目录

1、K8S监控指标

1.1 Kubernetes本身监控

1.2 Pod监控

1.3 Prometheus监控K8S架构

2、部署Prometheus+Grafana

2.1 部署Prometheus

2.1.1 创建rbac

2.1.2 创建配置项

2.1.3 部署prometheus

2.1.4 配置service

2.1.5 访问prometheus

2.2 部署Grafana

3、参考网站


1、K8S监控指标

1.1 Kubernetes本身监控

• Node资源利用率 :一般生产环境几十个node,几百个node去监控

• Node数量 :一般能监控到node,就能监控到它的数量了,因为它是一个实例,一个node能跑多少个项目,也是需要去评估的,整体资源率在一个什么样的状态,什么样的值,所以需要根据项目,跑的资源利用率,还有值做一个评估的,比如再跑一个项目,需要多少资源。

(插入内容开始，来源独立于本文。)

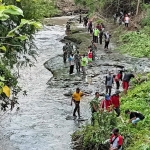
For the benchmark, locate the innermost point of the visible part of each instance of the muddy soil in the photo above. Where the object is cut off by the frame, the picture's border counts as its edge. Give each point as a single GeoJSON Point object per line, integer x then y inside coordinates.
{"type": "Point", "coordinates": [41, 123]}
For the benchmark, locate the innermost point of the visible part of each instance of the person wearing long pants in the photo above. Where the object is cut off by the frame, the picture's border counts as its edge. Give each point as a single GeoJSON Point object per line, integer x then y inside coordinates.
{"type": "Point", "coordinates": [71, 62]}
{"type": "Point", "coordinates": [108, 89]}
{"type": "Point", "coordinates": [71, 69]}
{"type": "Point", "coordinates": [100, 37]}
{"type": "Point", "coordinates": [108, 83]}
{"type": "Point", "coordinates": [107, 39]}
{"type": "Point", "coordinates": [76, 99]}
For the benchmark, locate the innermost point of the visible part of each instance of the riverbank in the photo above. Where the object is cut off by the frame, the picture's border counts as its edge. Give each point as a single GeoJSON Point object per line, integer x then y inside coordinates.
{"type": "Point", "coordinates": [98, 70]}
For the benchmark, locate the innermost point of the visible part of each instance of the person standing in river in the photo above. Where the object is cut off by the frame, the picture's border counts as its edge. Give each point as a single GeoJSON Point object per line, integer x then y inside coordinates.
{"type": "Point", "coordinates": [101, 36]}
{"type": "Point", "coordinates": [107, 39]}
{"type": "Point", "coordinates": [90, 27]}
{"type": "Point", "coordinates": [71, 63]}
{"type": "Point", "coordinates": [118, 78]}
{"type": "Point", "coordinates": [108, 83]}
{"type": "Point", "coordinates": [126, 79]}
{"type": "Point", "coordinates": [76, 99]}
{"type": "Point", "coordinates": [83, 64]}
{"type": "Point", "coordinates": [90, 55]}
{"type": "Point", "coordinates": [68, 28]}
{"type": "Point", "coordinates": [126, 20]}
{"type": "Point", "coordinates": [106, 104]}
{"type": "Point", "coordinates": [95, 35]}
{"type": "Point", "coordinates": [94, 104]}
{"type": "Point", "coordinates": [115, 100]}
{"type": "Point", "coordinates": [85, 19]}
{"type": "Point", "coordinates": [77, 59]}
{"type": "Point", "coordinates": [65, 47]}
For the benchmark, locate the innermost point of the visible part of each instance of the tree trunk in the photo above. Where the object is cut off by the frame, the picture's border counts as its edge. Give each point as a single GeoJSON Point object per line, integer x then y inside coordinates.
{"type": "Point", "coordinates": [137, 8]}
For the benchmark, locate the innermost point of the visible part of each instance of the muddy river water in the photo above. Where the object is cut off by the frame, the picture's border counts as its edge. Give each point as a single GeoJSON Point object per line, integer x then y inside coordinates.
{"type": "Point", "coordinates": [40, 123]}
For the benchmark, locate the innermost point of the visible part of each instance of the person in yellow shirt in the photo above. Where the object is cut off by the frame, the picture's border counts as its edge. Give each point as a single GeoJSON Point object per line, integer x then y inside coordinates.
{"type": "Point", "coordinates": [76, 99]}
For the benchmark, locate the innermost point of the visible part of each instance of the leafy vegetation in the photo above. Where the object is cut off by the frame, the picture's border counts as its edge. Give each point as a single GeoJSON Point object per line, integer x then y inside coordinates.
{"type": "Point", "coordinates": [16, 49]}
{"type": "Point", "coordinates": [35, 9]}
{"type": "Point", "coordinates": [136, 43]}
{"type": "Point", "coordinates": [135, 137]}
{"type": "Point", "coordinates": [104, 6]}
{"type": "Point", "coordinates": [138, 100]}
{"type": "Point", "coordinates": [94, 137]}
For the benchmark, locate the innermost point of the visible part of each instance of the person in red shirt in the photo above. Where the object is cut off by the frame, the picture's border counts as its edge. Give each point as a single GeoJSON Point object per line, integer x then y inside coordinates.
{"type": "Point", "coordinates": [106, 103]}
{"type": "Point", "coordinates": [116, 140]}
{"type": "Point", "coordinates": [115, 100]}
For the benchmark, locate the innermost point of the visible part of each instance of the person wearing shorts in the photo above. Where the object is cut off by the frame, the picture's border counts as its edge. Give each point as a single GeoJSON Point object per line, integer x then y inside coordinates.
{"type": "Point", "coordinates": [126, 80]}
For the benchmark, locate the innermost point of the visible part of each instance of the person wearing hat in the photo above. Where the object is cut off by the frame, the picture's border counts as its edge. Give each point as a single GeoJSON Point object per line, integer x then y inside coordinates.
{"type": "Point", "coordinates": [106, 103]}
{"type": "Point", "coordinates": [135, 117]}
{"type": "Point", "coordinates": [115, 100]}
{"type": "Point", "coordinates": [116, 140]}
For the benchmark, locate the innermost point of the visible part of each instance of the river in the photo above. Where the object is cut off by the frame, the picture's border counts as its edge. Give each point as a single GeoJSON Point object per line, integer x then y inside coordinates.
{"type": "Point", "coordinates": [40, 123]}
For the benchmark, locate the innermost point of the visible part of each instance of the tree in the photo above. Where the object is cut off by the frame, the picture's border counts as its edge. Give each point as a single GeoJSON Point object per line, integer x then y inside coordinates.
{"type": "Point", "coordinates": [16, 43]}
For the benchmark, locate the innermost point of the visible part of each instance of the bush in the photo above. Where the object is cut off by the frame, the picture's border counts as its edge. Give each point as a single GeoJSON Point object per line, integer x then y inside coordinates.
{"type": "Point", "coordinates": [35, 9]}
{"type": "Point", "coordinates": [136, 43]}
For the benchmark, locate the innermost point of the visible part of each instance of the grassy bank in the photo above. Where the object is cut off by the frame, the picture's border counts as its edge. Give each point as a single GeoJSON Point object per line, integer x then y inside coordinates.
{"type": "Point", "coordinates": [135, 137]}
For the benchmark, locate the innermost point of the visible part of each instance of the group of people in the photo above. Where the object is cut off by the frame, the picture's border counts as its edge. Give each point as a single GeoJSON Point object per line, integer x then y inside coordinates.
{"type": "Point", "coordinates": [97, 32]}
{"type": "Point", "coordinates": [110, 102]}
{"type": "Point", "coordinates": [76, 59]}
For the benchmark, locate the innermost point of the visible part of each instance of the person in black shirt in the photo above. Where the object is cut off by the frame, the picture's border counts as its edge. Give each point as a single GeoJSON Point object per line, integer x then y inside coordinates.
{"type": "Point", "coordinates": [134, 116]}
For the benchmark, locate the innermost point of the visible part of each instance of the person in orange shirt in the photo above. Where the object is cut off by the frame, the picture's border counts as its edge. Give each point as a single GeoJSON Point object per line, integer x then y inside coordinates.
{"type": "Point", "coordinates": [76, 99]}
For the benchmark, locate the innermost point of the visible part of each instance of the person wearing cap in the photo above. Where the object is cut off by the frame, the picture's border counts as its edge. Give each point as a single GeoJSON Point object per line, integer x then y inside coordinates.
{"type": "Point", "coordinates": [108, 82]}
{"type": "Point", "coordinates": [116, 140]}
{"type": "Point", "coordinates": [115, 100]}
{"type": "Point", "coordinates": [94, 104]}
{"type": "Point", "coordinates": [126, 79]}
{"type": "Point", "coordinates": [106, 104]}
{"type": "Point", "coordinates": [76, 99]}
{"type": "Point", "coordinates": [135, 117]}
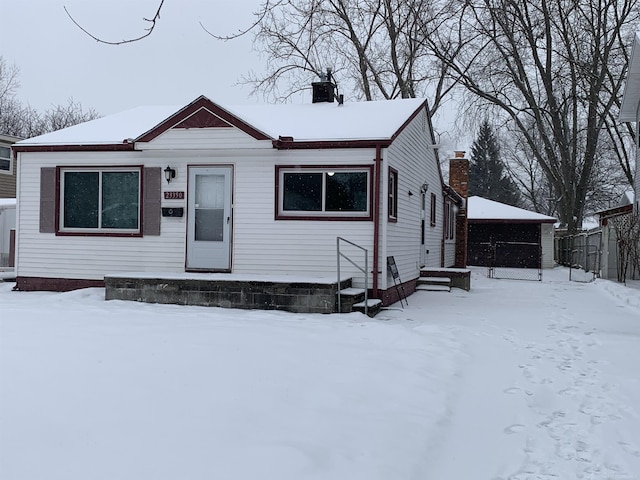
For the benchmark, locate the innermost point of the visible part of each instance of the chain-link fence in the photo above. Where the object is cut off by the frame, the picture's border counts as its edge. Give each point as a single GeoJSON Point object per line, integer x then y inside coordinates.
{"type": "Point", "coordinates": [580, 252]}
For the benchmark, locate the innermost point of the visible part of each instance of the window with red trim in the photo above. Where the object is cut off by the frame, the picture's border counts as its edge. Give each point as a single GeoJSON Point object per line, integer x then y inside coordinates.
{"type": "Point", "coordinates": [323, 192]}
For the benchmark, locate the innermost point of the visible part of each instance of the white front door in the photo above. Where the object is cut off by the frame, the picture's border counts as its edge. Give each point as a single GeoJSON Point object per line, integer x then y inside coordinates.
{"type": "Point", "coordinates": [209, 218]}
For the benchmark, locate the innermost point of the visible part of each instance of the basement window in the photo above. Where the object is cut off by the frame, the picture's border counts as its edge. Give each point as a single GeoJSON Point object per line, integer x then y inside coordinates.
{"type": "Point", "coordinates": [324, 193]}
{"type": "Point", "coordinates": [5, 159]}
{"type": "Point", "coordinates": [433, 210]}
{"type": "Point", "coordinates": [100, 200]}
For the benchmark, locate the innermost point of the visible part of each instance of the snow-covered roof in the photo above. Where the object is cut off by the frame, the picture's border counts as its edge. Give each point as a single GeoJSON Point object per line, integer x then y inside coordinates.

•   Pods数量(Node):其实也是一样的,每个node上都跑多少pod,不过默认一个node上能跑110个pod,但大多数情况下不可能跑这么多,比如一个128G的内存,32核cpu,一个java的项目,一个分配2G,也就是能跑50-60个,一般机器,pod也就跑几十个,很少很少超过100个。

• 资源对象状态 :比如pod,service,deployment,job这些资源状态,做一个统计。

1.2 Pod监控

• Pod数量(项目):你的项目跑了多少个pod的数量,大概的利益率是多少,好评估一下这个项目跑了多少个资源占有多少资源,每个pod占了多少资源。

• 容器资源利用率 :每个容器消耗了多少资源,用了多少CPU,用了多少内存

•   应用程序:这个就是偏应用程序本身的指标了,这个一般在我们运维很难拿到的,所以在监控之前呢,需要开发去给你暴露出来,这里有很多客户端的集成,客户端库就是支持很多语言的,需要让开发做一些开发量将它集成进去,暴露这个应用程序的想知道的指标,然后纳入监控,如果开发部配合,基本运维很难做到这一块,除非自己写一个客户端程序,通过shell/python能不能从外部获取内部的工作情况,如果这个程序提供API的话,这个很容易做到。

1.3 Prometheus监控K8S架构

kubernetes资源管理平台 kubernetes资源监控_devops

如果想监控node的资源,就可以放一个node_exporter,这是监控node资源的,node_exporter是Linux上的采集器,你放上去你就能采集到当前节点的CPU、内存、网络IO,等待都可以采集的。

如果想监控容器,k8s内部提供cAdvisor采集器,pod呀,容器都可以采集到这些指标,都是内置的,不需要单独部署,只知道怎么去访问这个Cadvisor就可以了。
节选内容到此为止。